Principles of Consolidation
The accompanying interim condensed consolidated financial statements include the accounts of Taysha and its inactive wholly owned U.S. subsidiaries that were incorporated during 2020, and two foreign subsidiaries incorporated during 2021. All intercompany transactions and balances have been eliminated in consolidation.
Use of Estimates
The preparation of financial statements in conformity with GAAP requires management to make estimates and assumptions that affect the reported amounts of assets and liabilities and disclosure of contingent assets and liabilities at the date of the financial statements and the reported amounts of expenses during the reporting period. The most significant estimates and assumptions in the Company’s financial statements relate to the determination of the fair value of the common stock prior to the Company’s initial public offering (“IPO”) in September 2020 (as an input into stock-based compensation), and estimating preclinical manufacturing accruals and accrued or prepaid research and development expenses. These estimates and assumptions are based on current facts, historical experience and various other factors believed to be reasonable under the circumstances, the results of which form the basis for making judgments about the carrying values of assets and liabilities and the recording of expenses that are not readily apparent from other sources. Actual results may differ materially from these estimates. To the extent there are material differences between the estimates and actual results, the Company’s future results of operations will be affected. In response to the ongoing and rapidly evolving COVID-19 pandemic, management considered the impact of the estimated economic implications on the Company’s critical and significant accounting estimates, including assessment of impairment of long-lived assets.

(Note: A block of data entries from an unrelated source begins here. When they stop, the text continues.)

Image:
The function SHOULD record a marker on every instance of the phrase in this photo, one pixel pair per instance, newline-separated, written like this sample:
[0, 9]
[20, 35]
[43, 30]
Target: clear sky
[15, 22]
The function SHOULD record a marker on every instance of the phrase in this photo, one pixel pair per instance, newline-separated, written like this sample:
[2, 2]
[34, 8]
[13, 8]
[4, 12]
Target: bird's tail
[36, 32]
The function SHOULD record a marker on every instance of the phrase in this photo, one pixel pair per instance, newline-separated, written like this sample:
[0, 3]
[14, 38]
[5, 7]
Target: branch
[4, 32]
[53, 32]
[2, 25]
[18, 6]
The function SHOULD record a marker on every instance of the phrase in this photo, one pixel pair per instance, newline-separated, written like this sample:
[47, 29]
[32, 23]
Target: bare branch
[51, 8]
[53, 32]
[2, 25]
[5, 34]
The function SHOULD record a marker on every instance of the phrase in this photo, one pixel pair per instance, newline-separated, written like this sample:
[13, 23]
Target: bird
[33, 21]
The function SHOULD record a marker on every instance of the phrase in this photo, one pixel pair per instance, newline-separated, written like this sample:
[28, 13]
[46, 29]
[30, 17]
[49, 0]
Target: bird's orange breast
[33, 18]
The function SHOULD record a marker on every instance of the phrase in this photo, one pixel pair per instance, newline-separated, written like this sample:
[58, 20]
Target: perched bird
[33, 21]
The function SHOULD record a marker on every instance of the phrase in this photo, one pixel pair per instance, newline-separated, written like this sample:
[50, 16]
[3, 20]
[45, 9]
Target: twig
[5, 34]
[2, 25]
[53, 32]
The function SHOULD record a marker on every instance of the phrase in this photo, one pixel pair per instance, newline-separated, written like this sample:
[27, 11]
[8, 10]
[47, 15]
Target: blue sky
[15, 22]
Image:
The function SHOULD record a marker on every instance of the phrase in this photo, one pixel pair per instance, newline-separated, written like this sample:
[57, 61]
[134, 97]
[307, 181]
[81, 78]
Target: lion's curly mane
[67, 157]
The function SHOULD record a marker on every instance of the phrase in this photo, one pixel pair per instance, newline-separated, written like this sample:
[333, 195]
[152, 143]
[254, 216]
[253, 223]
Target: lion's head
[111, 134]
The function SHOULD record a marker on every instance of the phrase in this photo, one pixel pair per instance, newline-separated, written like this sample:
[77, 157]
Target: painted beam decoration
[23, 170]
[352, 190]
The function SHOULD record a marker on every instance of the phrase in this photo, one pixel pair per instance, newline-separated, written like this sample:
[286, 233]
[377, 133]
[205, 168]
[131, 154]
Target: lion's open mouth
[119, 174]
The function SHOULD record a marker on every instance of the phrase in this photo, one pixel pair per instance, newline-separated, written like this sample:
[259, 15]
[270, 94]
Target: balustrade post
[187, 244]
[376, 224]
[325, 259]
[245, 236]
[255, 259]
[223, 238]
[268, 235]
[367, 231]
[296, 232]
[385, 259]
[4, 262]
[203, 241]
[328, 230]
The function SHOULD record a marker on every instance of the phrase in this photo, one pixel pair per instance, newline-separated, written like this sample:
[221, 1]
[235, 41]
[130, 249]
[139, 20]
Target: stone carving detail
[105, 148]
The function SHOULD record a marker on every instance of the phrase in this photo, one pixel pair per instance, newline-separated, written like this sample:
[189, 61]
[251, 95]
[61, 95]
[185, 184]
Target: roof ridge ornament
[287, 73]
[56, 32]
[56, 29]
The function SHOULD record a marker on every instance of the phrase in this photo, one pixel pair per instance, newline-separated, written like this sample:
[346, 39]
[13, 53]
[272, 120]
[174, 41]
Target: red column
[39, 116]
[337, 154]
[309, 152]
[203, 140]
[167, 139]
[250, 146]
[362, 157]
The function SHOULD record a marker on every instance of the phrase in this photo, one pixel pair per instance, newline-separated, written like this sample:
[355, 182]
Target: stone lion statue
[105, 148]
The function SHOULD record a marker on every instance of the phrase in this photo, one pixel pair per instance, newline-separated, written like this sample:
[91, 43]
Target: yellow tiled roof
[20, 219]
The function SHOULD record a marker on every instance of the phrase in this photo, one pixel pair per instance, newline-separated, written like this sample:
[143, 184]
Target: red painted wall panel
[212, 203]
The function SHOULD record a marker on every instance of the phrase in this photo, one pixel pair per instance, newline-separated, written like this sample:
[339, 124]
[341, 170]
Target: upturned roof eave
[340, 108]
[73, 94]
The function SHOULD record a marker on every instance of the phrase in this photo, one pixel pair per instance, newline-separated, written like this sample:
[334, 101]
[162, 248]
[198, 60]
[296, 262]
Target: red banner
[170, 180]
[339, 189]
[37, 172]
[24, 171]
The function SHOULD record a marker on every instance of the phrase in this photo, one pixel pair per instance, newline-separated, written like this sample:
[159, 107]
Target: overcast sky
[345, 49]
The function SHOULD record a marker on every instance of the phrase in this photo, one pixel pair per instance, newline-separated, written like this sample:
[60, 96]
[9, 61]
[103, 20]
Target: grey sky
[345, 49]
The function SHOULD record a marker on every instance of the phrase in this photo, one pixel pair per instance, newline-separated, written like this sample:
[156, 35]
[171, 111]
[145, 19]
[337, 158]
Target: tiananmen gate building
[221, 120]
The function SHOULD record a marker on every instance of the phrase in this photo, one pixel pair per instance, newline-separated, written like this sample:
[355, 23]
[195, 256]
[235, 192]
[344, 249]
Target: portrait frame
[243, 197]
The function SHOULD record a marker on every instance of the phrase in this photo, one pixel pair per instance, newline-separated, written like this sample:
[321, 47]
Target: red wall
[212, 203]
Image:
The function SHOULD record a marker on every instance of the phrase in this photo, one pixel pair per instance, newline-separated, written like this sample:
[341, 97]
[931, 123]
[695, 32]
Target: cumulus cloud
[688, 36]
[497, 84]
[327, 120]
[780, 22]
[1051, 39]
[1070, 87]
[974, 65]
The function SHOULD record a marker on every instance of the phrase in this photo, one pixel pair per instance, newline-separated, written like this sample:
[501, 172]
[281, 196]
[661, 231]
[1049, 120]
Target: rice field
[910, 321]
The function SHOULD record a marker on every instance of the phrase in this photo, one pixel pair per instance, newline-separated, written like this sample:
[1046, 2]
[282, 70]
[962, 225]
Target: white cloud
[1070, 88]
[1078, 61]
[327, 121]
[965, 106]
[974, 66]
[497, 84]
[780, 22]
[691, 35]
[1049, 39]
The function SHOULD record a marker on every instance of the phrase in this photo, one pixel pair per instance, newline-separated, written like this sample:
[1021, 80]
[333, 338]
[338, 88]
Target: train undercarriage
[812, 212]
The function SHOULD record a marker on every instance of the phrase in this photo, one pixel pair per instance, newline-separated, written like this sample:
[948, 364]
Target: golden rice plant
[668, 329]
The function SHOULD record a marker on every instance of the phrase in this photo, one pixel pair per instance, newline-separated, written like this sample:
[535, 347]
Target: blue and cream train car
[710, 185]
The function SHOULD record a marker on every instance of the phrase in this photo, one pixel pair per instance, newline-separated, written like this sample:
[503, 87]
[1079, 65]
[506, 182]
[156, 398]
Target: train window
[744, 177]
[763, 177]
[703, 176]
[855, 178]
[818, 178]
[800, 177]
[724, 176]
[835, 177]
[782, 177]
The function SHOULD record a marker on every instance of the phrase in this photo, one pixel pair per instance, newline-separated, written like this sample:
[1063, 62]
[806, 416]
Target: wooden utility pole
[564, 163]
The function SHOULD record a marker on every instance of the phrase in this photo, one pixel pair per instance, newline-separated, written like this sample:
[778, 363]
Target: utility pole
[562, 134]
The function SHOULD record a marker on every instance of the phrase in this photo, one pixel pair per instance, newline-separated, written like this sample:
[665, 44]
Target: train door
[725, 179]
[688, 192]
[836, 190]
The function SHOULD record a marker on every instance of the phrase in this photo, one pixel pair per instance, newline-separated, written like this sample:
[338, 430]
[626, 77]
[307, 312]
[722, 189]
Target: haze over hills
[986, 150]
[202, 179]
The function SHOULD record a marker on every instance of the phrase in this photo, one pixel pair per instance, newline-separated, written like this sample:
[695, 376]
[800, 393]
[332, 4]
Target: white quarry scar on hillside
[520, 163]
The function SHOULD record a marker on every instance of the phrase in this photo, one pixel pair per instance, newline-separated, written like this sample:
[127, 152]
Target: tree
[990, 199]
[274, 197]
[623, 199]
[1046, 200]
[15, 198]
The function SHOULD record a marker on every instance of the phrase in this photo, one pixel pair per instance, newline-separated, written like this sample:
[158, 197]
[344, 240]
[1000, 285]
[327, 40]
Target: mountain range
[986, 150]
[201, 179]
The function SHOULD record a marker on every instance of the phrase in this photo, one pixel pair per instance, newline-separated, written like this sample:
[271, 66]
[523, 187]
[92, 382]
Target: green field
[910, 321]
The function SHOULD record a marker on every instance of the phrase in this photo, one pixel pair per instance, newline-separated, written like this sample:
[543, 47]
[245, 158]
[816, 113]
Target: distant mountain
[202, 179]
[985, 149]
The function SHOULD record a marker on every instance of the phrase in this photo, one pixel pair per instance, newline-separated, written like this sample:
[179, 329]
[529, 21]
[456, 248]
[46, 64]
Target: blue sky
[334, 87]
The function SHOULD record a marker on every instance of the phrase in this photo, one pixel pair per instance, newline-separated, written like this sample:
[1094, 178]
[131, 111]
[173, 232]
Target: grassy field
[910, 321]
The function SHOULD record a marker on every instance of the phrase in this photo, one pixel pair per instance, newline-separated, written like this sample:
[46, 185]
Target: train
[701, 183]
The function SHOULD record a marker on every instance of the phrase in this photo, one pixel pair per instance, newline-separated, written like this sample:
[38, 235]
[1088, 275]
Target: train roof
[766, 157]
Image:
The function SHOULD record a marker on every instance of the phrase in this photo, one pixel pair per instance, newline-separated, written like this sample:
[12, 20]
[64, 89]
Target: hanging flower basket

Significant Accounting Policies
There have been no changes in the Company’s significant accounting policies as disclosed in Note 2 to the audited consolidated financial statements included in the 2021 Annual Report.
Comprehensive Loss
Comprehensive loss is equal to net loss as presented in the accompanying condensed consolidated statements of operations.
Recently Issued Accounting Pronouncements
In February 2016, the FASB issued ASU No. 2016-02, Leases (Topic 842), as amended, with guidance regarding the accounting for and disclosure of leases. This update requires lessees to recognize the liabilities related to all leases, including operating leases, with a term greater than 12 months on the balance sheets. This update also requires lessees and lessors to disclose key information about their leasing transactions. This guidance will become effective for the Company for annual reporting periods beginning after December 15, 2021 and interim periods within fiscal years beginning after December 15, 2022. The new standard requires the use of one of the following two approaches, either (1) retrospectively to each prior reporting period presented in the financial statements with the cumulative effect recognized at the beginning of the earliest comparative period presented, or (2) retrospectively at the beginning of the period of adoption through a cumulative-effect adjustment. The Company has not yet concluded
6
which approach will be utilized to adopt the new standard and is currently evaluating the impact of this standard on its condensed consolidated financial statements.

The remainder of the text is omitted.